Conséquence: les petits fournisseurs comme VIF Internet et TekSavvy devraient mettre fin à leurs accès illimités à 30 ou 35 $ par mois d’ici au 1er mars.
«Pour l’instant, on impose à nos clients une limite de 100 Go par mois, après quoi on diminue légèrement la vitesse, mais on ne facture pas de frais de dépassement, explique Michael Kaprielian, directeur des opérations chez Vif Internet. Beaucoup de nos clients dépassent les 100 Go et consomment jusqu’à 200 ou 300 Go par mois.»
Limite de 60 Go par mois
Dorénavant, les petits fournisseurs devraient imposer une limite de téléchargement de 60 Go par mois, après quoi ils factureraient des frais de dépassement de 2 $ par Go. «Avec les nouveaux services de vidéo sur demande comme Netflix, les gens vont atteindre leur limite très rapidement, croit M. Kaprielian. Cela aura un impact sur au moins 90 % de notre clientèle.»
Pour justifier l’imposition d’un plafond de téléchargement, Bell affirme que ses réseaux sont congestionnés. «Dans les documents publics présentés au CRTC, je n’ai jamais vu une preuve démontrant cette congestion», affirme Anthony Hémond, analyste des télécommunications à l’Union des consommateurs.
Vive opposition
La décision du CRTC a suscité des réactions négatives de toutes parts, notamment chez les fournisseurs indépendants et leurs clients, les associations de consommateurs et les partis d’opposition. Sur le site OpenMedia.ca, une pétition contre la décision du CRTC a recueilli plus de 350 000 signatures.
Lundi, Tony Clement avait déjà annoncé par communiqué qu’il comptait étudier attentivement l’ordonnance du CRTC. Le premier ministre Stephen Harper s’est aussi exprimé à ce sujet sur Twitter: «Nous sommes très préoccupés par la décision du CRTC sur la facturation selon l’usage. J’ai demandé qu’on examine cette décision.»
Concurrence menacée
Le gouvernement Harper s’est toujours présenté comme un ardent défenseur de la concurrence. En 2009, il a d’ailleurs renversé une décision du CRTC pour permettre les investissements étrangers dans le fournisseur Globalife (Wind Mobile).
Selon plusieurs observateurs, la décision du CRTC sur la facturation à l’utilisation limiterait la concurrence qu’offraient les indépendants avec des tarifs plus bas et des services sans limite de téléchargement. Elle pourrait aussi nuire au développement de services de vidéo sur demande comme Netflix, qui consomment beaucoup de bande passante, alors que les grands fournisseurs comme Bell et Vidéotron offrent leurs propres services de vidéo sur demande.

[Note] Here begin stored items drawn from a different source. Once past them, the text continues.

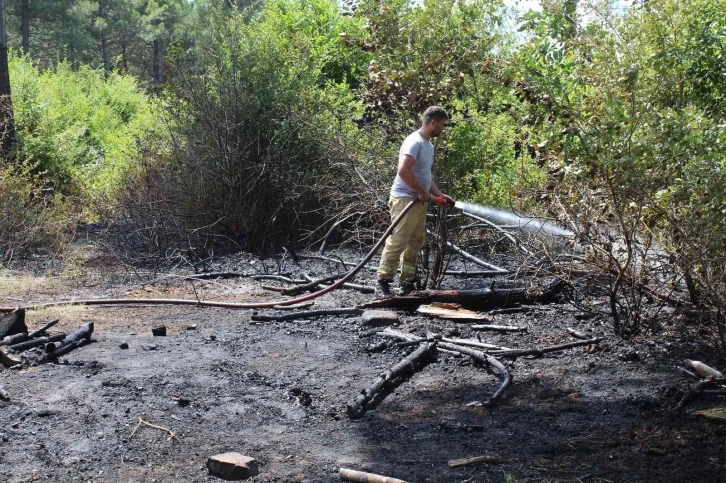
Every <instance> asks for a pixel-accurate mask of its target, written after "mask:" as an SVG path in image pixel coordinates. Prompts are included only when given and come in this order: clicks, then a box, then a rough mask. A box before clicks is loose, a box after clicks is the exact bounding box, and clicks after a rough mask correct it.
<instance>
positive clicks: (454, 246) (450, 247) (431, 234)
mask: <svg viewBox="0 0 726 483" xmlns="http://www.w3.org/2000/svg"><path fill="white" fill-rule="evenodd" d="M426 232H427V233H428V234H429V235H431V236H436V234H435V233H434V232H432V231H431V230H429V229H427V230H426ZM446 246H447V247H449V248H451V249H452V250H454V251H455V252H456V253H458V254H459V255H461V256H462V257H464V258H466V259H468V260H470V261H472V262H474V263H476V264H477V265H481V266H482V267H486V268H488V269H490V270H494V271H496V272H499V274H500V275H506V274H508V273H509V270H507V269H506V268H502V267H498V266H496V265H493V264H491V263H489V262H485V261H484V260H482V259H481V258H478V257H475V256H474V255H472V254H471V253H469V252H467V251H465V250H464V249H462V248H461V247H459V246H458V245H455V244H453V243H451V242H450V241H448V240H446Z"/></svg>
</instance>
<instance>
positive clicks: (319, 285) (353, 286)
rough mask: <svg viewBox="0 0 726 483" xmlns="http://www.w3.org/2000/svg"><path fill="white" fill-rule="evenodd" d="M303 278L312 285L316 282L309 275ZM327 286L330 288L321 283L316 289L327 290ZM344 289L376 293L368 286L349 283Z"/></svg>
mask: <svg viewBox="0 0 726 483" xmlns="http://www.w3.org/2000/svg"><path fill="white" fill-rule="evenodd" d="M303 277H304V278H305V280H306V281H308V282H310V283H312V282H315V280H314V279H313V278H312V277H311V276H310V275H308V274H307V273H304V274H303ZM303 283H304V282H303ZM327 286H328V285H327V284H323V283H321V284H318V285H316V286H315V288H316V289H319V288H326V287H327ZM343 288H349V289H351V290H357V291H358V292H360V293H367V294H372V293H374V292H375V291H376V290H375V289H374V288H373V287H369V286H367V285H360V284H357V283H348V282H346V283H344V284H343Z"/></svg>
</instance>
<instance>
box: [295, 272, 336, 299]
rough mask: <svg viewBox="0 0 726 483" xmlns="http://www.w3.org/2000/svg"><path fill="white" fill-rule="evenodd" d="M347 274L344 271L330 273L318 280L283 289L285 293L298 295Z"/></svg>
mask: <svg viewBox="0 0 726 483" xmlns="http://www.w3.org/2000/svg"><path fill="white" fill-rule="evenodd" d="M344 276H345V274H344V273H339V274H336V275H330V276H328V277H323V278H319V279H317V280H313V281H312V282H309V283H306V284H303V285H298V286H297V287H292V288H287V289H285V290H283V291H282V294H283V295H297V294H301V293H303V292H306V291H308V290H315V288H316V287H317V286H318V285H320V284H322V283H328V282H335V281H336V280H339V279H341V278H343V277H344Z"/></svg>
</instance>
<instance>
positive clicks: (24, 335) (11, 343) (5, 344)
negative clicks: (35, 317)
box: [0, 332, 28, 345]
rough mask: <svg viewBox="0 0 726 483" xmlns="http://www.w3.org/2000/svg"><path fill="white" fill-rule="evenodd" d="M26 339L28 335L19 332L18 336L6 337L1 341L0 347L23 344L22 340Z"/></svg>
mask: <svg viewBox="0 0 726 483" xmlns="http://www.w3.org/2000/svg"><path fill="white" fill-rule="evenodd" d="M27 339H28V333H27V332H21V333H19V334H15V335H9V336H7V337H4V338H3V340H2V341H0V345H13V344H17V343H18V342H23V341H24V340H27Z"/></svg>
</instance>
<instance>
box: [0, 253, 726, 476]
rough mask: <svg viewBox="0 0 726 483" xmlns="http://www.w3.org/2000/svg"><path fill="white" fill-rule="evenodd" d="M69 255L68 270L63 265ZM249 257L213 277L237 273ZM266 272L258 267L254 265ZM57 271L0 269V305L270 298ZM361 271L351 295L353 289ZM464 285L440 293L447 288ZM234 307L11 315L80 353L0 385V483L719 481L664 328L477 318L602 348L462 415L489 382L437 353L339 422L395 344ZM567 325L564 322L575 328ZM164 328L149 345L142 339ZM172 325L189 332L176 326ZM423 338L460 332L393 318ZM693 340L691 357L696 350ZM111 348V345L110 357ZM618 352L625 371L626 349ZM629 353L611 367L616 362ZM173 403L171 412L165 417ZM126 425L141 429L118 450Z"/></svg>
mask: <svg viewBox="0 0 726 483" xmlns="http://www.w3.org/2000/svg"><path fill="white" fill-rule="evenodd" d="M81 258H82V257H81ZM250 260H252V257H251V256H248V255H241V256H238V257H236V258H234V259H229V260H227V265H226V266H225V267H222V268H230V269H237V270H245V271H252V267H257V269H262V268H261V267H262V266H263V263H262V262H257V263H256V264H254V265H251V264H250ZM301 263H302V265H303V266H302V267H301V266H298V265H295V264H292V263H290V262H288V263H287V265H286V267H285V270H284V271H293V272H296V273H300V272H301V271H309V272H311V273H316V274H317V275H324V274H326V272H327V271H328V269H329V267H328V265H327V264H325V262H319V261H313V260H304V261H302V262H301ZM265 266H266V268H267V269H268V270H273V271H274V270H277V268H276V266H275V263H274V262H273V261H269V260H268V261H267V262H266V264H265ZM59 270H60V269H57V270H55V272H58V273H59V274H56V276H49V275H48V274H49V273H51V272H52V271H51V272H46V273H45V276H42V277H39V276H30V275H28V274H27V273H22V272H4V273H3V274H2V278H0V305H18V304H22V303H27V302H43V301H49V300H61V299H68V298H72V297H76V298H84V297H121V296H124V297H130V296H144V297H185V298H195V296H196V295H195V292H196V293H197V295H198V296H199V297H201V298H205V299H216V300H233V301H260V300H269V299H276V298H279V296H278V295H277V294H274V293H270V292H266V291H264V290H262V289H261V288H260V283H259V282H254V281H252V280H250V279H247V278H241V279H232V280H219V281H216V282H194V283H193V286H194V288H192V283H191V282H188V281H184V280H181V279H179V278H178V277H170V276H158V275H157V276H156V277H155V278H153V281H150V280H151V278H150V277H146V276H145V275H144V274H142V273H141V272H140V271H134V270H125V269H122V268H120V267H117V266H116V267H114V266H109V265H107V263H106V262H104V261H103V259H96V260H95V261H94V260H93V259H85V260H84V261H83V263H80V264H79V263H78V262H77V261H76V263H75V265H74V266H73V267H72V268H68V267H65V268H64V269H63V270H61V271H60V272H59ZM373 279H374V275H373V274H372V272H365V273H363V274H361V275H360V276H359V277H358V278H357V281H359V282H361V283H363V282H369V283H372V282H373ZM472 283H489V282H488V281H486V282H475V281H474V282H472V281H469V282H467V281H464V280H461V279H451V280H448V279H447V280H446V282H445V285H447V286H456V287H463V286H465V285H467V284H472ZM371 298H372V296H371V295H363V294H360V293H357V292H353V291H350V290H342V291H337V292H334V293H332V294H328V295H326V296H324V297H322V298H320V299H318V301H317V303H316V307H346V306H353V305H355V304H356V303H359V302H363V301H366V300H370V299H371ZM250 314H251V311H249V310H225V309H213V308H196V307H188V306H121V307H101V308H98V307H97V308H93V307H78V306H74V307H68V306H66V307H58V308H53V309H45V310H40V311H33V312H29V313H28V325H29V326H30V327H35V326H37V325H39V324H40V323H41V322H44V321H47V320H49V319H51V318H54V317H61V323H60V324H59V325H58V326H56V328H55V329H52V330H51V332H54V331H56V332H57V331H58V330H59V329H66V330H72V329H73V328H76V327H78V326H79V325H80V324H81V323H83V322H86V321H94V322H95V327H96V331H95V333H94V340H95V342H94V343H93V344H91V345H87V346H85V347H83V348H80V349H78V350H76V351H74V352H72V353H70V354H69V355H68V356H67V357H66V358H64V359H63V360H62V361H61V363H59V364H45V365H42V366H37V367H27V368H23V369H21V370H4V371H2V372H0V384H1V385H2V386H4V387H5V389H6V390H7V392H8V393H9V394H10V397H11V400H10V401H0V480H2V481H9V482H21V481H59V482H61V481H62V482H66V481H97V482H103V481H124V482H125V481H144V482H146V481H185V482H186V481H200V482H201V481H219V480H217V479H216V478H214V477H212V476H209V474H208V472H207V470H206V468H205V462H206V458H207V456H209V455H213V454H217V453H221V452H226V451H238V452H240V453H242V454H245V455H249V456H253V457H255V458H257V460H258V461H259V462H260V475H259V476H257V477H255V478H252V479H251V480H248V481H257V482H273V481H275V482H283V481H284V482H297V481H300V482H302V481H309V482H325V481H339V480H338V477H337V470H338V468H340V467H341V466H342V467H348V468H353V469H358V470H364V471H370V472H374V473H379V474H384V475H388V476H393V477H398V478H401V479H405V480H408V481H412V482H489V481H492V482H501V481H504V482H515V481H516V482H525V481H570V482H586V481H613V482H638V481H643V482H645V481H658V482H660V481H669V482H673V481H683V482H686V481H689V482H691V481H693V482H695V481H698V482H711V481H714V482H716V481H724V478H726V477H725V476H724V474H726V473H725V469H726V452H725V450H726V448H725V445H726V426H723V425H719V424H718V423H714V422H713V421H710V420H706V419H704V418H701V417H699V416H697V415H695V414H693V412H694V411H695V410H697V409H702V408H704V407H710V406H714V405H718V404H719V403H723V399H721V400H720V401H719V400H718V399H716V398H713V397H711V398H708V399H707V398H701V399H698V400H696V401H695V402H694V403H693V404H692V405H691V406H689V408H688V410H687V411H686V412H685V413H683V414H678V413H676V412H675V411H674V410H673V407H674V406H675V404H676V403H677V401H678V400H679V398H680V397H681V396H682V394H683V391H685V390H687V389H688V388H689V387H690V386H691V385H692V384H693V381H691V380H689V379H687V377H686V376H684V375H683V374H682V373H680V372H679V371H678V370H676V368H675V366H676V364H679V363H682V361H683V359H684V358H694V359H699V360H702V361H704V362H706V363H709V364H712V365H714V366H716V367H721V368H723V364H722V363H720V362H719V361H718V360H717V359H716V356H715V352H714V350H713V348H712V347H711V346H710V345H709V344H708V340H709V339H708V334H707V333H706V331H704V330H703V329H700V330H701V332H699V327H698V326H697V325H695V326H694V325H689V326H682V325H681V324H682V323H681V322H679V320H678V319H677V318H668V319H667V320H666V319H665V317H664V322H663V324H660V326H659V327H658V328H657V330H656V333H654V334H648V335H646V336H641V337H639V338H634V339H631V340H627V341H623V340H620V339H618V338H615V337H613V336H612V334H611V331H610V330H609V323H610V322H609V320H608V319H606V318H602V317H600V318H598V317H593V318H590V319H586V320H578V319H576V317H575V316H576V315H577V314H576V311H575V309H574V308H573V307H571V306H568V305H565V304H552V305H543V306H533V307H531V308H530V309H529V310H528V311H527V312H525V313H520V314H511V315H493V316H491V319H492V323H509V322H511V323H516V324H519V325H527V326H528V327H529V331H528V332H527V333H519V334H510V335H499V334H491V333H482V340H485V341H490V342H494V343H500V344H502V345H506V346H509V347H531V346H543V345H551V344H557V343H563V342H569V341H572V340H573V339H572V338H571V337H570V336H569V335H568V334H567V333H566V332H565V328H566V327H574V328H577V329H578V330H580V331H583V332H586V333H588V334H593V335H599V334H601V335H604V336H606V337H607V339H606V341H605V342H604V343H603V344H601V346H600V349H599V350H597V351H595V352H589V351H588V350H587V349H585V348H576V349H571V350H568V351H564V352H560V353H553V354H548V355H547V356H545V357H542V358H520V359H518V360H516V362H513V363H509V364H510V367H511V370H512V373H513V375H514V381H513V384H512V386H511V387H510V388H509V389H508V390H507V392H506V393H505V395H504V397H503V399H502V400H501V401H500V403H499V404H498V406H496V407H495V408H493V409H491V410H489V409H486V408H483V407H471V406H467V403H469V402H471V401H475V400H483V399H486V398H487V397H488V395H490V394H491V393H493V392H494V391H495V390H496V388H497V387H498V380H497V378H496V377H495V376H494V375H492V374H489V373H487V371H486V370H485V369H484V368H481V367H475V366H473V365H472V364H471V363H470V362H469V360H467V359H457V358H453V357H450V356H446V355H444V356H440V357H439V359H438V360H437V361H435V362H434V363H432V364H430V365H429V366H428V367H426V368H424V369H423V371H421V372H420V373H418V374H416V375H414V376H413V377H412V378H411V379H410V380H409V381H408V382H406V383H404V384H403V385H401V386H400V387H399V388H398V389H397V390H396V391H395V393H393V394H391V395H390V396H388V398H387V399H386V400H385V401H384V402H383V403H382V404H381V405H380V406H379V407H378V408H377V409H376V410H373V411H370V412H369V413H367V414H366V415H365V416H364V417H363V418H361V419H359V420H355V421H351V420H349V419H348V417H347V416H346V413H345V404H346V402H347V401H349V400H350V399H351V398H352V397H353V396H355V395H356V393H357V392H358V391H360V390H361V389H363V388H364V387H366V386H368V385H369V384H370V383H371V382H373V380H374V379H375V378H376V376H377V375H378V374H379V372H380V371H381V370H382V369H384V368H387V367H389V366H391V365H393V364H395V363H396V362H398V361H399V360H400V359H401V358H402V357H403V356H404V355H405V354H406V353H407V352H406V351H410V350H411V348H389V349H387V350H385V351H384V352H381V353H368V352H367V351H366V348H367V347H368V346H369V345H370V344H372V343H375V342H379V341H381V340H382V339H380V338H376V337H374V338H370V339H366V338H359V333H360V332H361V331H362V329H361V327H360V326H359V322H358V320H357V319H356V318H341V317H327V318H321V319H316V320H302V321H291V322H265V323H253V322H251V320H250ZM578 318H579V317H578ZM157 325H166V327H167V330H168V335H167V336H166V337H153V336H152V334H151V328H152V327H154V326H157ZM190 326H196V328H195V329H194V330H190ZM397 328H398V329H399V330H402V331H410V332H414V333H416V334H420V335H424V334H425V333H426V331H427V330H430V331H435V332H440V333H441V332H445V331H447V330H448V331H450V332H451V331H453V332H454V333H456V331H459V332H460V336H461V337H475V335H474V334H473V332H472V331H471V330H470V328H469V325H468V324H456V323H452V322H445V321H440V320H432V319H426V318H422V317H419V316H417V315H415V314H412V313H402V314H401V322H400V324H399V325H398V327H397ZM699 340H700V341H701V342H699ZM122 341H126V342H128V345H129V348H128V349H126V350H123V349H121V348H119V344H120V343H121V342H122ZM634 352H637V360H629V361H625V360H623V359H636V357H635V356H633V353H634ZM625 355H630V357H624V356H625ZM175 396H182V397H184V398H187V399H189V400H190V401H191V402H190V404H188V405H186V406H181V405H179V404H178V402H177V401H176V399H175V398H174V397H175ZM138 418H143V419H144V420H146V421H149V422H150V423H153V424H156V425H160V426H164V427H167V428H170V429H171V430H173V431H174V433H175V434H176V437H175V438H174V439H173V440H171V441H169V440H167V438H166V434H165V433H164V432H162V431H158V430H155V429H152V428H148V427H141V428H139V429H138V430H137V431H136V433H135V434H133V436H132V435H131V433H132V431H133V429H134V427H135V426H136V424H137V421H138ZM487 454H488V455H497V456H498V457H499V458H500V459H501V461H502V462H501V464H497V465H475V466H467V467H463V468H458V469H451V468H449V467H448V466H447V461H448V460H450V459H454V458H463V457H471V456H478V455H487Z"/></svg>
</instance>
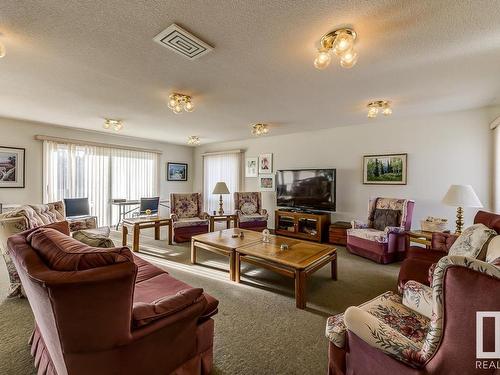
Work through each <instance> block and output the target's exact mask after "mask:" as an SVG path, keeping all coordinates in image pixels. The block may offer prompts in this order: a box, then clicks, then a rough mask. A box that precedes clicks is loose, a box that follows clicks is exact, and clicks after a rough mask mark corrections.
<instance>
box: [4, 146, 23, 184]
mask: <svg viewBox="0 0 500 375" xmlns="http://www.w3.org/2000/svg"><path fill="white" fill-rule="evenodd" d="M24 154H25V149H24V148H17V147H2V146H0V188H24V176H25V172H24V167H25V160H24Z"/></svg>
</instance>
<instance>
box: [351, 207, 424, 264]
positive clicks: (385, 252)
mask: <svg viewBox="0 0 500 375" xmlns="http://www.w3.org/2000/svg"><path fill="white" fill-rule="evenodd" d="M414 205H415V202H414V201H412V200H408V199H397V198H375V199H371V200H370V202H369V204H368V222H367V223H362V222H360V221H357V220H354V221H353V222H352V223H351V225H352V228H351V229H348V230H347V249H348V250H349V251H350V252H351V253H354V254H357V255H360V256H362V257H365V258H368V259H371V260H373V261H375V262H378V263H384V264H385V263H391V262H395V261H398V260H401V259H404V257H405V254H406V236H405V234H404V232H405V231H407V230H410V228H411V220H412V216H413V207H414Z"/></svg>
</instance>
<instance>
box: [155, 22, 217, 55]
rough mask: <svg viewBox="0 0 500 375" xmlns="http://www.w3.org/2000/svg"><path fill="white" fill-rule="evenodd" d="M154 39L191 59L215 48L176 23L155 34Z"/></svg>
mask: <svg viewBox="0 0 500 375" xmlns="http://www.w3.org/2000/svg"><path fill="white" fill-rule="evenodd" d="M153 40H154V41H155V42H156V43H159V44H161V45H162V46H163V47H167V48H168V49H170V50H172V51H174V52H176V53H178V54H179V55H182V56H184V57H186V58H188V59H190V60H194V59H197V58H198V57H201V56H203V55H205V54H207V53H209V52H210V51H212V50H213V48H212V47H210V46H209V45H208V44H207V43H205V42H204V41H202V40H200V39H198V38H197V37H195V36H194V35H193V34H190V33H188V32H187V31H186V30H184V29H183V28H182V27H180V26H177V25H176V24H175V23H173V24H172V25H170V26H169V27H168V28H166V29H165V30H163V31H162V32H161V33H159V34H158V35H157V36H155V37H154V38H153Z"/></svg>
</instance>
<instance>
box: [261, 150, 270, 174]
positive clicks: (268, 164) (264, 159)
mask: <svg viewBox="0 0 500 375" xmlns="http://www.w3.org/2000/svg"><path fill="white" fill-rule="evenodd" d="M272 172H273V154H261V155H259V174H267V173H272Z"/></svg>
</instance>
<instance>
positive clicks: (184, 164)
mask: <svg viewBox="0 0 500 375" xmlns="http://www.w3.org/2000/svg"><path fill="white" fill-rule="evenodd" d="M167 181H187V164H186V163H170V162H168V163H167Z"/></svg>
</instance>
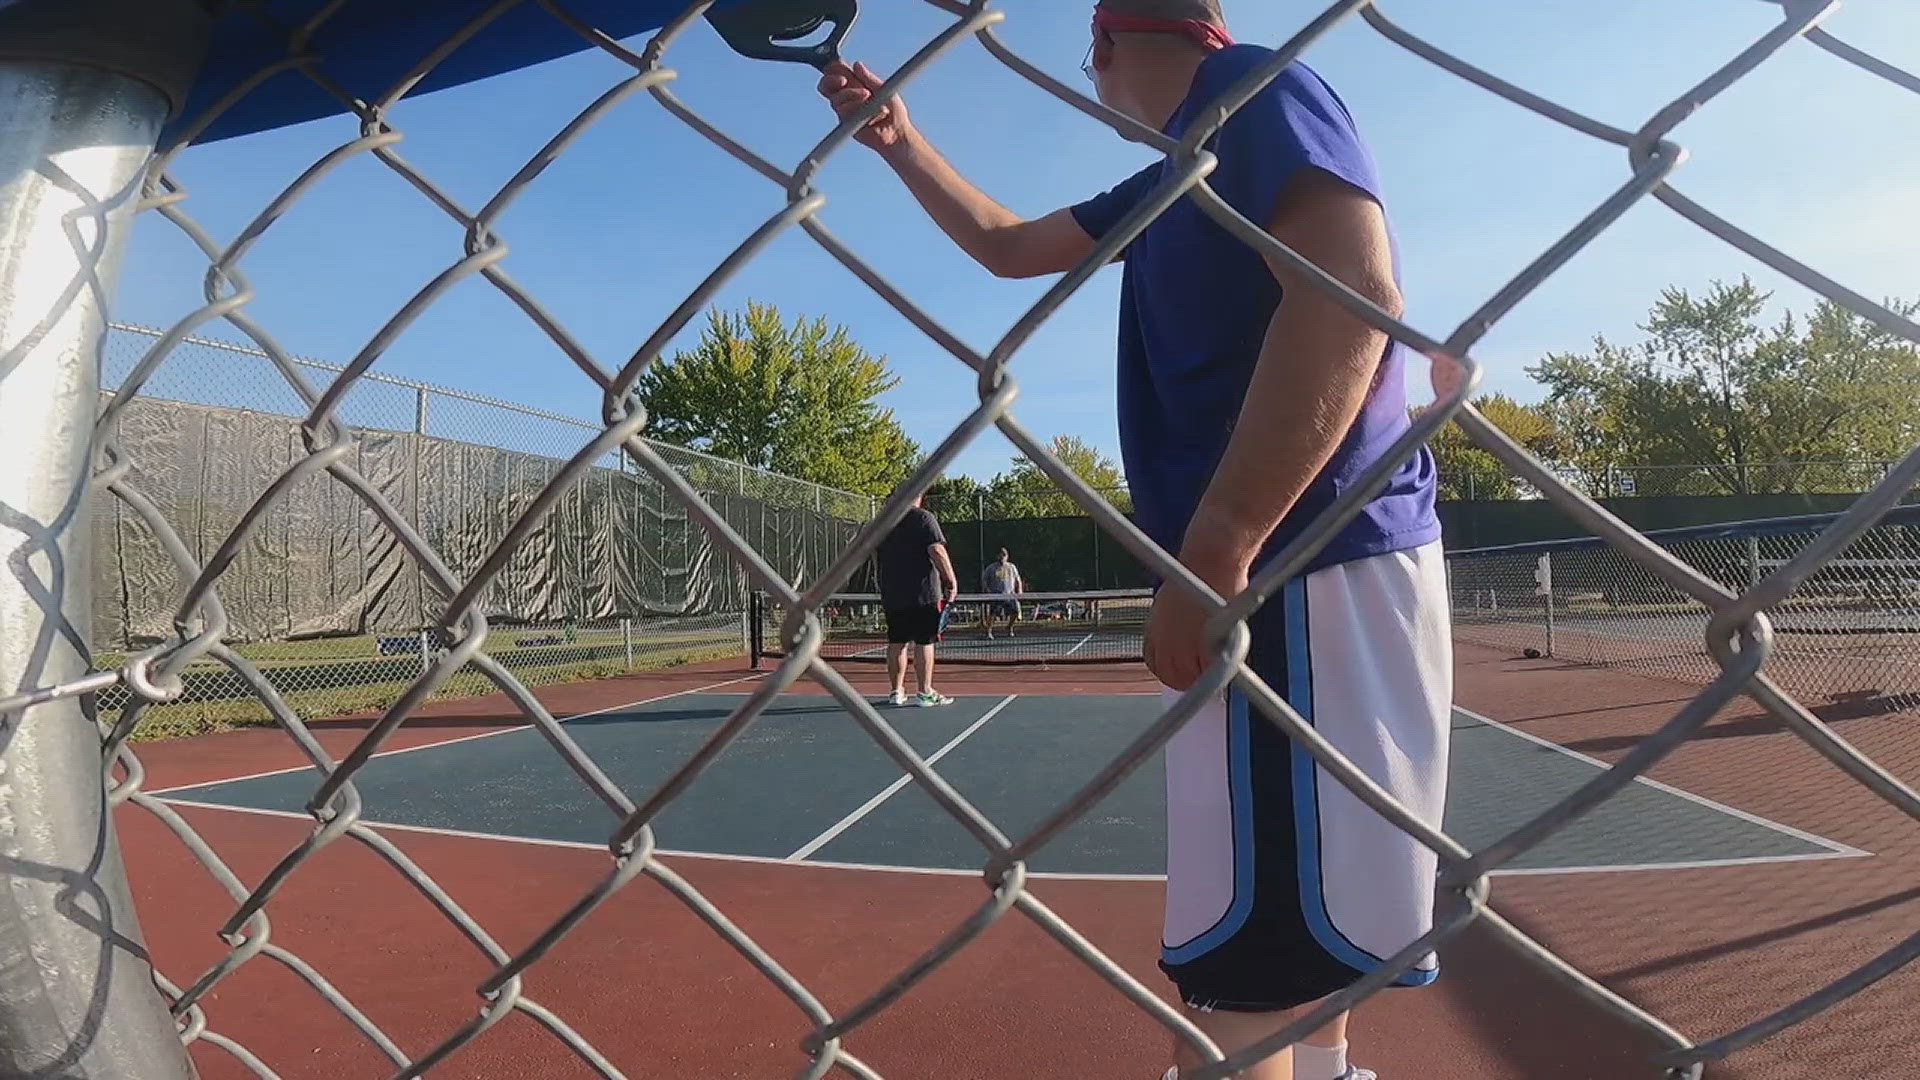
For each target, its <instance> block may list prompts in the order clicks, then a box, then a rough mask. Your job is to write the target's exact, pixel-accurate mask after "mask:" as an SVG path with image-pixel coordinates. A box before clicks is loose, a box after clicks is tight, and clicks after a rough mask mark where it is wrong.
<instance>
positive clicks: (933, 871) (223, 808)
mask: <svg viewBox="0 0 1920 1080" xmlns="http://www.w3.org/2000/svg"><path fill="white" fill-rule="evenodd" d="M161 801H163V803H167V805H171V807H190V809H205V811H228V813H250V815H255V817H280V819H290V821H305V822H313V815H305V813H296V811H276V809H261V807H234V805H225V803H202V801H196V799H161ZM359 824H365V826H367V828H374V830H388V832H417V834H422V836H449V838H455V840H482V842H488V844H526V846H532V847H566V849H570V851H599V853H601V855H607V853H609V851H607V846H605V844H586V842H582V840H547V838H541V836H505V834H499V832H468V830H465V828H440V826H434V824H396V822H392V821H361V822H359ZM653 853H655V855H659V857H662V859H705V861H710V863H755V865H764V867H806V869H812V871H858V872H870V874H920V876H935V878H977V876H981V867H893V865H887V863H835V861H828V859H806V861H799V863H795V861H793V859H781V857H778V855H733V853H726V851H680V849H674V847H655V849H653ZM1860 855H1864V851H1862V853H1860ZM1847 857H1851V855H1839V853H1818V855H1751V857H1740V859H1699V861H1690V863H1630V865H1628V863H1620V865H1605V867H1524V869H1498V871H1492V872H1490V874H1488V876H1492V878H1523V876H1542V874H1615V872H1622V871H1707V869H1722V867H1759V865H1766V863H1812V861H1822V859H1847ZM1027 876H1029V878H1035V880H1052V882H1164V880H1167V876H1165V874H1092V872H1075V871H1029V872H1027Z"/></svg>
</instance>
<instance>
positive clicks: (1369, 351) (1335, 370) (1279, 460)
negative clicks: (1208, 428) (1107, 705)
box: [1181, 286, 1386, 571]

«Les grands fournisseurs veulent protéger leur contenu et limiter l’essor de services de vidéo sur demande comme Netflix et iTunes, croit Anthony Hémond. Ce sont des abus de positions dominantes. Dans plusieurs pays, les autorités de réglementation s’intéresseraient fortement à la question et interviendraient.»
Le Canada, cancre de l’accès Internet
Le pdg de Netflix, Reed Hastings, a sévèrement critiqué l’approche des fournisseurs qui imposent des limites de téléchargement dans une lettre adressée aux actionnaires en janvier dernier. Selon lui, un Go de bande passante coûte moins d’un cent, ce qui rend les frais de dépassement de 1 ou 2 $ par Go «grossièrement exagérés».
Aux États-Unis, les accès Internet illimités sont la norme et Comcast fait figure d’exception avec une limite de 250 Go par mois. «En France, il est possible d’obtenir une connexion de 100 Mbit/s, avec le téléchargement illimité, la télévision et le téléphone pour 55 $ par mois», note Anthony Hémond.
«Au début des années 2000, le Canada était un leader dans le développement de la haute vitesse, souligne M. Hémond. Aujourd’hui, il est l’un des rares pays de l’OCDE à imposer des limites de téléchargement. C’est désolant.»